The US federal budget deficit surged to just over 9% of GDP or about $1.4 trillion in FY2009, including interest expense. The messy bankruptcy of Lehman Brothers and the bailout of AIG September 2008 had spooked financial markets. Under President Bush, then-Treasury Secretary Paulson had gone to the US Congress for a trillion dollars of emergency spending. As this money was disbursed, the budget deficit ballooned. For some analysts, given the depth of the recession and huge job losses, it seemed that it could take a decade or more to return to fiscal stability. That negative analysis could not have been more wrong.

The US economy has been growing in real GDP terms since late 2009. And despite losing over 850,000 jobs in the government sector, private job growth has been quite strong since 2010. Corporate profits have had a very robust recovery over the last several years, and the consumer has become more confident. So despite government retrenchment at all levels – federal, state, and local – the private sector has fueled surging government tax revenues. Inflows to the US Treasury were up 8% in FY2013 compared to FY2012, for example.

If the US economy can post growth above 3% in real GDP terms in 2014, as we think it can (see “US Economy: Solid Momentum Entering 2014” at www.cmegroup.com/putnam), then tax revenues are likely to continue to grow at a healthy pace.
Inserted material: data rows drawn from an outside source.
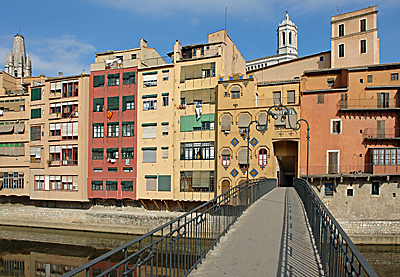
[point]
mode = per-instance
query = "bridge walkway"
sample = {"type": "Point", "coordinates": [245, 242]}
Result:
{"type": "Point", "coordinates": [271, 238]}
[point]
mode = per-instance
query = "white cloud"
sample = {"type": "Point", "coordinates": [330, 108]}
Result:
{"type": "Point", "coordinates": [60, 54]}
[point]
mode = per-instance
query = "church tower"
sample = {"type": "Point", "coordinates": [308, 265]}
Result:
{"type": "Point", "coordinates": [18, 63]}
{"type": "Point", "coordinates": [287, 38]}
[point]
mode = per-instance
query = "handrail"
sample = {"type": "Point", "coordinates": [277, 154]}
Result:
{"type": "Point", "coordinates": [339, 256]}
{"type": "Point", "coordinates": [175, 248]}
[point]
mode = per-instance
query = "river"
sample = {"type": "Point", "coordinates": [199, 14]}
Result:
{"type": "Point", "coordinates": [30, 252]}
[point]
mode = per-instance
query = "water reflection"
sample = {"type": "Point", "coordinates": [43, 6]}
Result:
{"type": "Point", "coordinates": [23, 252]}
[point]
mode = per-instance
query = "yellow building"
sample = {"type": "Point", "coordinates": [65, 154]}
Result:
{"type": "Point", "coordinates": [274, 147]}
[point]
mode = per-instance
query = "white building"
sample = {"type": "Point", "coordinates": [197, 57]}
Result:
{"type": "Point", "coordinates": [18, 63]}
{"type": "Point", "coordinates": [287, 47]}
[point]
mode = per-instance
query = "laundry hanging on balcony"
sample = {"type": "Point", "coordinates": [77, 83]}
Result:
{"type": "Point", "coordinates": [198, 110]}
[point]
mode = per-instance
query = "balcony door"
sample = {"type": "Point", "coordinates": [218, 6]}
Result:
{"type": "Point", "coordinates": [333, 162]}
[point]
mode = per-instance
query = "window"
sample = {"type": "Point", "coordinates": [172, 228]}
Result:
{"type": "Point", "coordinates": [328, 189]}
{"type": "Point", "coordinates": [151, 182]}
{"type": "Point", "coordinates": [127, 185]}
{"type": "Point", "coordinates": [149, 79]}
{"type": "Point", "coordinates": [150, 104]}
{"type": "Point", "coordinates": [375, 188]}
{"type": "Point", "coordinates": [276, 97]}
{"type": "Point", "coordinates": [197, 181]}
{"type": "Point", "coordinates": [112, 154]}
{"type": "Point", "coordinates": [36, 133]}
{"type": "Point", "coordinates": [336, 126]}
{"type": "Point", "coordinates": [98, 104]}
{"type": "Point", "coordinates": [127, 153]}
{"type": "Point", "coordinates": [97, 185]}
{"type": "Point", "coordinates": [165, 100]}
{"type": "Point", "coordinates": [111, 185]}
{"type": "Point", "coordinates": [128, 102]}
{"type": "Point", "coordinates": [113, 79]}
{"type": "Point", "coordinates": [149, 154]}
{"type": "Point", "coordinates": [113, 103]}
{"type": "Point", "coordinates": [333, 162]}
{"type": "Point", "coordinates": [36, 94]}
{"type": "Point", "coordinates": [97, 153]}
{"type": "Point", "coordinates": [36, 113]}
{"type": "Point", "coordinates": [13, 180]}
{"type": "Point", "coordinates": [112, 129]}
{"type": "Point", "coordinates": [291, 97]}
{"type": "Point", "coordinates": [262, 157]}
{"type": "Point", "coordinates": [164, 183]}
{"type": "Point", "coordinates": [165, 75]}
{"type": "Point", "coordinates": [69, 154]}
{"type": "Point", "coordinates": [98, 81]}
{"type": "Point", "coordinates": [226, 157]}
{"type": "Point", "coordinates": [226, 123]}
{"type": "Point", "coordinates": [350, 192]}
{"type": "Point", "coordinates": [321, 98]}
{"type": "Point", "coordinates": [363, 25]}
{"type": "Point", "coordinates": [128, 129]}
{"type": "Point", "coordinates": [235, 92]}
{"type": "Point", "coordinates": [69, 130]}
{"type": "Point", "coordinates": [363, 46]}
{"type": "Point", "coordinates": [39, 182]}
{"type": "Point", "coordinates": [55, 153]}
{"type": "Point", "coordinates": [128, 78]}
{"type": "Point", "coordinates": [165, 129]}
{"type": "Point", "coordinates": [36, 154]}
{"type": "Point", "coordinates": [164, 152]}
{"type": "Point", "coordinates": [98, 130]}
{"type": "Point", "coordinates": [341, 50]}
{"type": "Point", "coordinates": [341, 30]}
{"type": "Point", "coordinates": [197, 150]}
{"type": "Point", "coordinates": [70, 88]}
{"type": "Point", "coordinates": [149, 130]}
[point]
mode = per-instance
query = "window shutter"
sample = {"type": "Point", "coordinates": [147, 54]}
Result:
{"type": "Point", "coordinates": [151, 184]}
{"type": "Point", "coordinates": [244, 121]}
{"type": "Point", "coordinates": [242, 156]}
{"type": "Point", "coordinates": [226, 122]}
{"type": "Point", "coordinates": [164, 183]}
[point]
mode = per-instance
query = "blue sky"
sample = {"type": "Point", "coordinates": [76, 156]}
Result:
{"type": "Point", "coordinates": [64, 35]}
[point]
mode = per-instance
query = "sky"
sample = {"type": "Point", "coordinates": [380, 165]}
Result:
{"type": "Point", "coordinates": [63, 36]}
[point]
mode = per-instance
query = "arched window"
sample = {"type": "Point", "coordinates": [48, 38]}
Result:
{"type": "Point", "coordinates": [262, 157]}
{"type": "Point", "coordinates": [226, 157]}
{"type": "Point", "coordinates": [226, 123]}
{"type": "Point", "coordinates": [244, 121]}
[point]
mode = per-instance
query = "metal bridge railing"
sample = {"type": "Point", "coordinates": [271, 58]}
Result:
{"type": "Point", "coordinates": [339, 256]}
{"type": "Point", "coordinates": [175, 248]}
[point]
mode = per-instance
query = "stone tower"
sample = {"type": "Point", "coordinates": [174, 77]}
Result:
{"type": "Point", "coordinates": [18, 63]}
{"type": "Point", "coordinates": [287, 38]}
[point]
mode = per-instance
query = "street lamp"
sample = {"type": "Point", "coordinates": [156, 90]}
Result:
{"type": "Point", "coordinates": [282, 109]}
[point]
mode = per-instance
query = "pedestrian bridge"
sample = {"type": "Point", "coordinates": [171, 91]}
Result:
{"type": "Point", "coordinates": [254, 229]}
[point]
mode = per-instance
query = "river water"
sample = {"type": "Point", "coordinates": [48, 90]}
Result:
{"type": "Point", "coordinates": [29, 252]}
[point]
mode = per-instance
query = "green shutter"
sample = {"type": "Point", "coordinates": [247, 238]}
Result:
{"type": "Point", "coordinates": [36, 94]}
{"type": "Point", "coordinates": [164, 183]}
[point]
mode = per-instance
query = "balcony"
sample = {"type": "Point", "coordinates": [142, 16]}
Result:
{"type": "Point", "coordinates": [388, 104]}
{"type": "Point", "coordinates": [381, 134]}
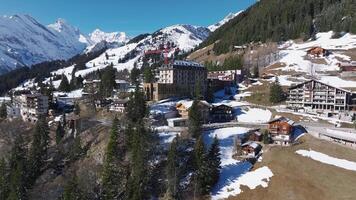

In the meantime, a divided US Congress and no major new spending legislation have meant that federal government expenditure growth has been virtually non-existent for the last few years. This is a powerful combination – robust tax revenue growth and flat expenditures – for deficit reduction. Our base case scenario is for about a federal budget deficit in FY2015 of 1.5% of GDP, and since interest expense is likely to be in the 1.5% to 2% range, this translates into a balanced operational budget. The Congress Budget Office is not as optimistic, but one can expect revisions in their long-term projections should the economy stay as healthy as we hope.

For all this short-term good news, of course, the longer-term challenges to the US federal budget coming from an aging population and a much slower growing labor force should not be minimized. Nevertheless, for those market participants trying to analyze what a the Fed QE-taper might do to bond yields, it is an interesting counterpoint to recognize that US Treasury supply is actually shrinking faster than the Fed is reducing its purchases.

US Federal Government Revenues and Outlays

S&P Dow Jones Indices is an independent third party provider of investable indices.  We do not sponsor, endorse, sell or promote any investment fund or other vehicle that is offered by third parties. The views and opinions of any third party contributor are his/her own and may not necessarily represent the views or opinions of S&P Dow Jones Indices or any of its affiliates.

The posts on this blog are opinions, not advice. Please read our Disclaimers.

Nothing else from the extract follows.